Pedro Roig, a Cuban-American attorney and senior researcher at the Institute for Cuban and Cuban-American Studies in Miami, disputed the notion that there is significant rivalry between the groups. He attributes divisions between Cuban- and Mexican-Americans in part to geography and noted that many in the Cuban community admire Castro's selection as the Democrats' keynote speaker.

This has been precisely my own experience; Mexicanos hold more than a little simmering resentment toward Cubanos, while the Cubans don't give a damn what anybody thinks. 

Yes, there is some elitism demonstrated by Cuban-Americans. Many of them are lighter complected and thus can "pass" as Caucasian, for starters. Calle Ocho, the heart of Miami's Cuban community, is somewhat insular and distinct, whereas the places where Mexicans first settled in El Norte -- San Diego, El Paso, and Laredo come to mind -- are so blended now as to be barely considered singularly 'Mexican'. Santa Fe, NM, like so many great American cities, was a Spanish outpost with many Native American roots -- Pueblo, Navajo, Tewa. The Aztecs and Mayans are also of Mexican origin. (Did you know that the word "Anahuac" is an Aztec word for the civilized time before the Spanish arrived? I did not.)

The indigenous people of Mexico -- as in the United States -- were what we (white eyes) once called "Indians", of course.

Of the 52 million Latinos in the U.S., 33 million are of Mexican descent, followed by 4.7 million who are Puerto Rican and 1.9 million of Cuban descent, Pew Hispanic Center numbers show. The remaining 10 largest Latino groups are Salvadorans, 1.8 million; Dominicans, 1.5 million; Guatemalans, 1.1 million; Colombians, 972,000; Hondurans, 731,000; Ecuadorians, 665,000; and Peruvians, 609,000, the center reported.

In 2008, 9.7 million Latino voters cast ballots in the presidential election, and 5.2 million were Mexican-Americans, about 45 percent of eligible Mexican-American voters, according to Pew Hispanic Center data. When it comes to showing up at the polls, however, Cuban-Americans outpace Mexican-Americans — some 713,000 Cuban-Americans showed up to vote in 2008, 69 percent of eligible Cuban-American voters, the center found.

Obama won 47 percent of the Cuban vote in Florida that year, according to data from The Associated Press.

In Texas, some Republican candidates garner roughly 30 percent of the Hispanic vote, which is overwhelmingly Mexican-American, said Antonio Gonzalez, president of the San Antonio-based Southwest Voter Education Project.

Go to the article to read more about one of the friction points between the subgroups: immigration. A snip more...

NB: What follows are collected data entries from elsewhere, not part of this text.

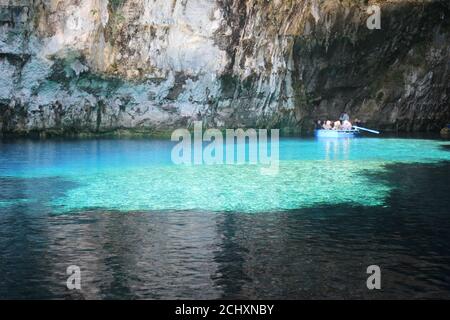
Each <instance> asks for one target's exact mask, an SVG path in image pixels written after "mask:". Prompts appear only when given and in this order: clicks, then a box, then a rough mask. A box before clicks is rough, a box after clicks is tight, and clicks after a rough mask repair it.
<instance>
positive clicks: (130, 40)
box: [0, 0, 450, 133]
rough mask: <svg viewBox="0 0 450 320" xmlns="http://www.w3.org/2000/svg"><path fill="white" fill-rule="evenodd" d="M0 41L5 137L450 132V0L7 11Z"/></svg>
mask: <svg viewBox="0 0 450 320" xmlns="http://www.w3.org/2000/svg"><path fill="white" fill-rule="evenodd" d="M370 4H378V5H379V6H380V7H381V30H369V29H368V28H367V26H366V20H367V18H368V16H369V15H368V14H367V13H366V8H367V7H368V6H369V5H370ZM0 30H1V31H0V74H1V77H0V131H1V132H3V133H29V132H33V131H38V132H49V133H67V132H110V131H114V130H118V129H134V130H136V131H141V130H142V131H146V132H153V131H166V130H167V131H168V130H172V129H175V128H178V127H181V126H183V127H185V126H189V125H190V123H191V122H192V121H194V120H200V119H202V120H203V121H204V122H205V123H206V125H207V126H209V127H219V128H220V127H222V128H224V127H269V128H272V127H279V128H282V129H283V130H285V131H286V132H299V131H306V130H309V129H310V128H311V125H312V122H313V120H314V119H325V118H335V117H337V116H338V114H339V113H340V112H342V111H343V110H346V111H347V112H348V113H350V114H351V116H352V117H357V118H360V119H361V120H363V121H366V122H367V123H368V124H370V125H372V126H375V127H378V128H381V129H391V130H402V131H424V130H436V131H437V130H438V129H440V128H441V127H442V126H443V125H444V124H445V123H446V122H449V121H450V102H449V100H450V99H449V95H450V81H449V79H450V71H449V69H450V59H449V57H450V5H449V4H448V2H447V1H413V0H396V1H394V0H391V1H386V0H385V1H356V0H355V1H350V0H341V1H338V0H322V1H320V0H304V1H301V0H272V1H266V0H170V1H169V0H59V1H58V0H14V1H13V0H0Z"/></svg>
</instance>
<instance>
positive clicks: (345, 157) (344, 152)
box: [321, 138, 354, 160]
mask: <svg viewBox="0 0 450 320" xmlns="http://www.w3.org/2000/svg"><path fill="white" fill-rule="evenodd" d="M321 141H322V143H323V144H324V145H325V160H337V159H339V160H349V156H350V147H351V143H352V141H354V139H352V138H347V139H345V138H344V139H321Z"/></svg>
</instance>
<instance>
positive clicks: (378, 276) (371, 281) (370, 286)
mask: <svg viewBox="0 0 450 320" xmlns="http://www.w3.org/2000/svg"><path fill="white" fill-rule="evenodd" d="M367 274H370V276H369V278H367V283H366V284H367V289H369V290H374V289H377V290H379V289H381V269H380V267H379V266H377V265H372V266H368V267H367Z"/></svg>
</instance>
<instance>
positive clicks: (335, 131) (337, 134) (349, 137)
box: [315, 129, 360, 138]
mask: <svg viewBox="0 0 450 320" xmlns="http://www.w3.org/2000/svg"><path fill="white" fill-rule="evenodd" d="M359 133H360V132H359V130H358V129H352V130H325V129H319V130H316V131H315V135H316V137H317V138H355V137H357V136H359Z"/></svg>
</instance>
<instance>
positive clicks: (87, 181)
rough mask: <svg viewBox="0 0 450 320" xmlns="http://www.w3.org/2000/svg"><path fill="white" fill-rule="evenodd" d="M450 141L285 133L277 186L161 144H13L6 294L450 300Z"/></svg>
mask: <svg viewBox="0 0 450 320" xmlns="http://www.w3.org/2000/svg"><path fill="white" fill-rule="evenodd" d="M448 145H449V143H448V142H444V141H440V140H430V139H396V138H395V139H394V138H392V139H379V138H362V139H353V140H328V141H326V140H314V139H296V138H291V139H282V140H281V144H280V157H281V161H280V168H279V173H278V175H275V176H267V175H263V174H262V173H261V171H260V170H259V169H260V167H259V166H257V165H216V166H206V165H202V166H187V165H180V166H178V165H173V164H172V162H171V159H170V153H171V150H172V147H173V144H172V143H171V142H169V141H162V140H125V139H124V140H46V141H30V140H13V141H1V142H0V299H4V298H20V299H24V298H38V299H42V298H50V299H66V298H67V299H174V298H179V299H216V298H218V299H219V298H225V299H323V298H339V299H352V298H354V299H379V298H384V299H397V298H408V299H411V298H440V299H443V298H446V299H449V298H450V217H449V212H450V209H449V208H450V198H449V196H448V186H449V184H450V161H449V160H450V152H449V149H448V148H449V147H448ZM372 264H376V265H379V266H380V267H381V270H382V290H379V291H369V290H367V287H366V280H367V274H366V268H367V266H369V265H372ZM70 265H77V266H79V267H80V268H81V272H82V290H81V291H69V290H68V289H67V287H66V286H65V283H66V280H67V274H66V268H67V267H68V266H70Z"/></svg>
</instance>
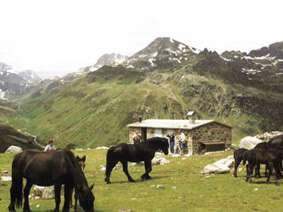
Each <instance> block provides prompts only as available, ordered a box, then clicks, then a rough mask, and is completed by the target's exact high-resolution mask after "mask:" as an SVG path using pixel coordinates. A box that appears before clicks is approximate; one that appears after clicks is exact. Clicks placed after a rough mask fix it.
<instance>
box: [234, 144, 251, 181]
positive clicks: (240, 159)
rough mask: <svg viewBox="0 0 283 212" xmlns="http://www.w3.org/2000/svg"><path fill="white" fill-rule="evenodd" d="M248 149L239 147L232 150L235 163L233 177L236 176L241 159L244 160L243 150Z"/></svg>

While some Cuban-Americans have hoped for decades for a return to a free Cuba, many Mexican-Americans recognize parts of the U.S. as historically Mexican. "We didn't cross the border, the border crossed us," is a favorite refrain. Mexican immigration has fed much of the U.S. population growth in recent decades.

DeeDee Blase, founder of the Arizona-based Tequila Party, an independent political group made up largely of Mexican-Americans, said Cuban-Americans have failed to support policies important to Mexican-Americans, like immigration reform and health care, while wanting Latinos to rally around the trade embargo on Cuba. Blase is Mexican-American.

Guarione Diaz, outgoing president of Miami-based Cuban-American National Council, said resentments are disappearing as more Mexican-Americans have moved to Miami and more non-Cuban politicians are elected to offices with heavy Cuban support. Intermarriage between the groups has bridged the divides along with growing Latino unity around equal access issues, Gonzalez said.

So it will be interesting to see if the dynamic of Gilberto Hinojosa suggesting that Ted Cruz is a coconut continues to be a political tactic used to motivate (a specific origin-based subset of) Latino voters in Texas. A tactic that would backfire in Florida.

And I will ask again: is all this -- as in love, war, and the rest of politics -- fair?